Where To Buy A Classic Rotary Dial Phone
Vintage Phone Nostalgia
Anyone over 35 has probably used a rotary phone. I still remember as a child picking up the heavy receiver of my dad's old, green rotary desk phone and placing my child-sized fingers into the rotary holes to dial a friend's number. How hard it was to dial a 0 or a 9, and turn that dial wheel the whole way around! Then there was the buzzing, dragging sound the rotary dial made as it slipped back to its neutral position. The very physicality of making a phone call, dialing then holding a heavy receiver to your ear, jumping at the jangly rattling sound of the ringer is all but lost in this age of cell phones and smart phones.
As phones get smarter and smaller, there's a welcome retro whimsy to seeing a classic rotary telephone. Vintage rotary phones are practically sculptural.
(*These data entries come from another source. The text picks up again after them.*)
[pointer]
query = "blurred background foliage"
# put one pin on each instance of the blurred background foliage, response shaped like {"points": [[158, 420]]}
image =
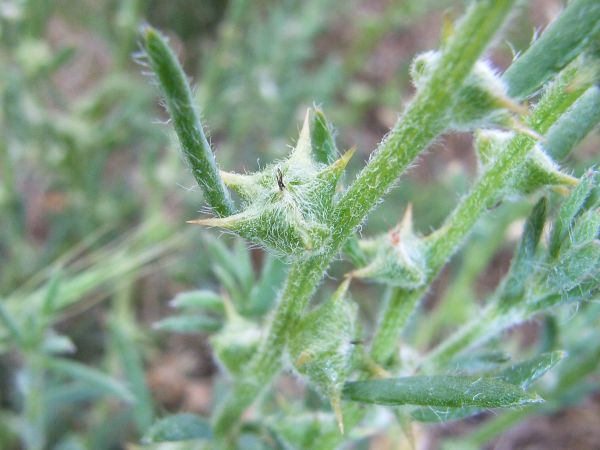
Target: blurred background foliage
{"points": [[94, 196]]}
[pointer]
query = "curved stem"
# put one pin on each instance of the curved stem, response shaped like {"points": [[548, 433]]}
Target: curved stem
{"points": [[423, 121]]}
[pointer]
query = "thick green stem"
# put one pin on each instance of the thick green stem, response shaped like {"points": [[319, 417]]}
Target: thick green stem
{"points": [[558, 99], [422, 122], [425, 118], [186, 121], [576, 27]]}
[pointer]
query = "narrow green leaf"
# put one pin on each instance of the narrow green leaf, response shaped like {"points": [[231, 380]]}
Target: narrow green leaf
{"points": [[558, 45], [84, 374], [264, 292], [574, 125], [200, 299], [521, 374], [188, 324], [186, 121], [179, 427], [524, 260], [324, 148], [570, 208], [441, 390]]}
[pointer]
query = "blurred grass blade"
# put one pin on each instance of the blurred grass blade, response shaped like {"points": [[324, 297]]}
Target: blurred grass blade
{"points": [[200, 299], [188, 324], [186, 121], [131, 362], [9, 323], [526, 372], [93, 377], [179, 427], [440, 390], [574, 125], [565, 38]]}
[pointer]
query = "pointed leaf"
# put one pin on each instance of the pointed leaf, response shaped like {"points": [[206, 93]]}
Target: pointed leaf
{"points": [[179, 427], [522, 265], [521, 374], [441, 390], [93, 377]]}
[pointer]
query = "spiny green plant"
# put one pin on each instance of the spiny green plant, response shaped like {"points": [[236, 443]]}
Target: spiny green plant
{"points": [[295, 210]]}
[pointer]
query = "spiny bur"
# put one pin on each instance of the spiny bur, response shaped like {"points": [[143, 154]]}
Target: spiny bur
{"points": [[396, 258], [288, 206], [321, 346]]}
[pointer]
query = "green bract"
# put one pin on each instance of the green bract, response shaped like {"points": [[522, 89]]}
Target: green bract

See one in somebody's house, and you immediately gain a new data point about the person and probably see them in a different light.
While many true rotary phones no longer work over contemporary landlines, there are companies that make reproduction rotary phones, and others that refurbish classic old phones to work with today's technology, even giving them # and * buttons.
Modern Vintage Rotary Phones by Crosley
Crosley makes repro-rotary phones. These phones lok like they have a classic rotary dial, and they are on a wall cord, but instead of turning the rotary dial, each numbered hole actually has a round touchtone button.
Crosley sells pretty much any vintage style you could want. Old fashioned "candlestick" phones with an ear piece you hold up to one ear? Check. 1950s-style slim princess phone in pink? Check. Charlie's-Angel style heavy desk phone? Check. Antiqued phone with delicate gilded cradle? Check again.
Other "Rotary" Phones
There are companies out there that refurbish old rotary dial phones for modern-day use.
One company, called SparkFun Electronics, actually engineered actual vintage rotary phones to be cell phones. These phones are plugged into the wall, and the receiver is attached to the phone body by a cord — old style. But the phones operate off a SIM card taken from inside a cell phone. These phones cost around $200.
SparkFun has recently gone one farther and created a Bluetooth rotary hone, so you no longer need to swap your SIM card in and out of the phone. These Bluetooth-compatible rotary phones can cost over $300.
Actual old rotary phones are always available somewhere on Ebay, though these may or may not still work.
Rotary and Pulse Dialing Vs. Touch Tone
The rotary dial familiar to us from the 1970s and 1980s was first invented in 1904, though it didn't really enter use in the Bell System, essentially the uNited States phone service, until 1919. The rotary dial worked by sending electric pulses across the line that accorded to what number on the dial you spun.
The first touch tone dialing system, as opposed to pulse dialing, was unveiled at the 1962 World's Fair. Over time, touch tone phones supplanted rotary dials. Some rotary phones no longer work in contemporary phone jacks because those jacks don't recognize the pulse dialing.